The bank, one of the biggest lenders for new and used car purchases in the U.S., sent letters to hundreds of independent auto dealerships last month telling them that the San Francisco-based company was dropping them as a customer, according to people with knowledge of the situation.
Wells Fargo confirmed that the bank, which only makes auto loans through car dealerships, will no longer accept loan applications from most independent shops which typically sell used cars, unlike franchise dealerships that focus on new vehicles from specific manufacturers.
The bank had “an obligation to review our business practices in light of the economic uncertainty presented by COVID-19 and have let the majority of our independent dealer customers know that we will suspend accepting applications from them,” Natalie Brown, the spokeswoman, told CNBC. “The independent dealers we will continue doing business with are those with deep, long-standing relationships with Wells Fargo.”

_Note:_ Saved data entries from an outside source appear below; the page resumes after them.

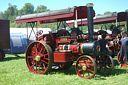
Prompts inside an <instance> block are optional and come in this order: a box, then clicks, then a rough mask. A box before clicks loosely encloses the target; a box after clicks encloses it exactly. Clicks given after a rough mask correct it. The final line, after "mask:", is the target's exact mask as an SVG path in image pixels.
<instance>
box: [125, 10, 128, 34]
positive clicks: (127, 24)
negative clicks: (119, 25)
mask: <svg viewBox="0 0 128 85" xmlns="http://www.w3.org/2000/svg"><path fill="white" fill-rule="evenodd" d="M125 12H126V23H127V35H128V9H127V10H126V11H125Z"/></svg>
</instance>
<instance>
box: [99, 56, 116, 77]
mask: <svg viewBox="0 0 128 85" xmlns="http://www.w3.org/2000/svg"><path fill="white" fill-rule="evenodd" d="M99 61H100V62H97V65H98V67H97V72H98V73H100V74H103V75H109V74H110V73H111V72H112V70H113V68H114V63H113V59H112V57H111V56H106V57H104V59H102V60H99Z"/></svg>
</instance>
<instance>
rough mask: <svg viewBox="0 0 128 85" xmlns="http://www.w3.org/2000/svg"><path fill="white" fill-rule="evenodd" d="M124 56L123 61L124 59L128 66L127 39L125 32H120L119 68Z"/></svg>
mask: <svg viewBox="0 0 128 85" xmlns="http://www.w3.org/2000/svg"><path fill="white" fill-rule="evenodd" d="M124 56H125V59H126V64H128V37H127V32H122V38H121V48H120V61H119V67H121V66H122V63H123V58H124Z"/></svg>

The move comes just as prices of used cars, which has crashed in late March and early April, had staged a modest rebound. However, with the fleet of 500,000 Hertz rental cars hitting the liquidation block after the company’s bankruptcy, and expect to send used-car prices plunging even more in the coming weeks, it’s not difficult to see why Wells is suddenly getting out of Dodge.
The move also follows Wells Fargo’s retrenchment from the mortgage market as the coronavirus pandemic took hold in the U.S. The bank is operating under a dozen consent orders tied to its 2016 fake accounts scandal, and one of those orders, from the Federal Reserve, limits the bank’s ability to grow its balance sheet until it fixes compliance shortcomings.

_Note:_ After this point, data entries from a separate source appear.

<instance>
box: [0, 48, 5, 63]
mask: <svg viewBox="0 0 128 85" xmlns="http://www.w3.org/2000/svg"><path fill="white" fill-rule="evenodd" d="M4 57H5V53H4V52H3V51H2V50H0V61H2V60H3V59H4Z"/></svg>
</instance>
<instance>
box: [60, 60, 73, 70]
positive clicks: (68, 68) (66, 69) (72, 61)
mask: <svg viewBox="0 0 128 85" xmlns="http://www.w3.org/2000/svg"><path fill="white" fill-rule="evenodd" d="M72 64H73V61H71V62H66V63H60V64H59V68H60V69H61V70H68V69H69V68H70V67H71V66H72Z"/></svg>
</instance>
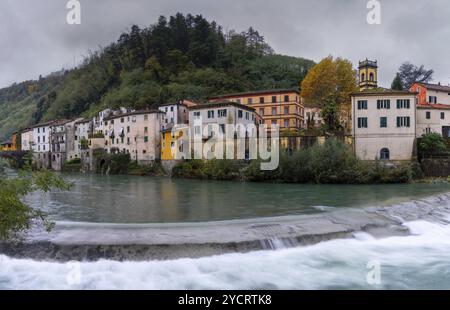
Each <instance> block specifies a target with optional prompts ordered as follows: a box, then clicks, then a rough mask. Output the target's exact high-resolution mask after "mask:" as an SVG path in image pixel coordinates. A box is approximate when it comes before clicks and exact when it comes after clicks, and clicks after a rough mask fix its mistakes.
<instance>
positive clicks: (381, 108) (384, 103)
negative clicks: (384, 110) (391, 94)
mask: <svg viewBox="0 0 450 310" xmlns="http://www.w3.org/2000/svg"><path fill="white" fill-rule="evenodd" d="M390 108H391V101H390V100H377V109H378V110H380V109H390Z"/></svg>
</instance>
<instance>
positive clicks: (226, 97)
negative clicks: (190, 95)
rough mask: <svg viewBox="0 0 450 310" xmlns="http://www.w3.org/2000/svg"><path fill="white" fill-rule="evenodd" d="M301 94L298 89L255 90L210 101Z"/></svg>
mask: <svg viewBox="0 0 450 310" xmlns="http://www.w3.org/2000/svg"><path fill="white" fill-rule="evenodd" d="M292 92H295V93H296V94H300V92H299V90H298V89H296V88H281V89H265V90H255V91H249V92H242V93H233V94H224V95H218V96H212V97H210V98H209V99H223V98H228V97H245V96H256V95H267V94H280V93H292Z"/></svg>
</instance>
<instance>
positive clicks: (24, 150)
mask: <svg viewBox="0 0 450 310" xmlns="http://www.w3.org/2000/svg"><path fill="white" fill-rule="evenodd" d="M20 139H21V143H22V144H21V150H22V151H31V146H32V145H33V129H32V128H27V129H25V130H23V131H22V132H21V134H20Z"/></svg>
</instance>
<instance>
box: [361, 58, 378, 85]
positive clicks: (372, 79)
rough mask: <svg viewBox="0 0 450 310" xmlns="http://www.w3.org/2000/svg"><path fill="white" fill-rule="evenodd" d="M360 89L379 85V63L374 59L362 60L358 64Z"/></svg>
mask: <svg viewBox="0 0 450 310" xmlns="http://www.w3.org/2000/svg"><path fill="white" fill-rule="evenodd" d="M358 77H359V83H358V85H359V90H360V91H364V90H372V89H376V88H377V87H378V63H377V61H376V60H375V61H373V60H368V59H367V58H366V60H363V61H360V62H359V66H358Z"/></svg>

Yet the latest move was more related to concern about the credit quality of loans made by independent dealerships rather than the asset cap, a source told CNBC. This means that just like JPMorgan, Wells is now confident that the ‘credit quality’ of US consumers is about to disintegrate, resulting in a flood of defaults, and is trying to quietly eliminate all new loan exposure.
As we had reported previously, before the pandemic took hold, Wells Fargo had actually been growing its auto lending business. The company revamped the unit in 2018 after paying a $1 billion fine to the Consumer Financial Protection Bureau for fraudulently selling customers unnecessary auto insurance.

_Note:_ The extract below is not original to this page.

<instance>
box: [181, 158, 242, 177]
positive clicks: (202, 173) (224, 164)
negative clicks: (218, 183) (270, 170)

Since then, the company has steadily expanded the auto loans it held to $48.6 billion at the end of March, the bank’s second biggest category of consumer loans after mortgages. Auto loan origination climbed 19% in the first quarter to $6.5 billion, “reflecting our renewed emphasis on growing auto loans following the restructuring” of that business, the bank said in April. Needless to say, Wells wouldn’t shut off one of its most profitable revenue streams if it didn’t think that the coming losses would drown any possible upside from continued market penetration.
The silver lining is that – for now – the credit crunch focuses on a modest portion of Wells’ overall auto loan business. Independent shops, which as noted above focus on used cars, make up less than 10% of the 11,000 dealers Wells Fargo uses to sell auto loans, according to the person with knowledge of bank operations. However, it is only a matter of time before new car dealerships are swept up by the bank’s boycott of new loans.
Similarly to JPM, Wells Fargo has also been stepping back from parts of the mortgage market since the pandemic began this year. The bank told mortgage personnel that it was “temporarily” halting all new home equity lines of credit after April 30.
When analysts asked CFO John Shrewsberry in April why the bank was pulling back from the market, he said it was “one of the levers that we’re using to manage living under the asset cap” rather than concern about loan defaults.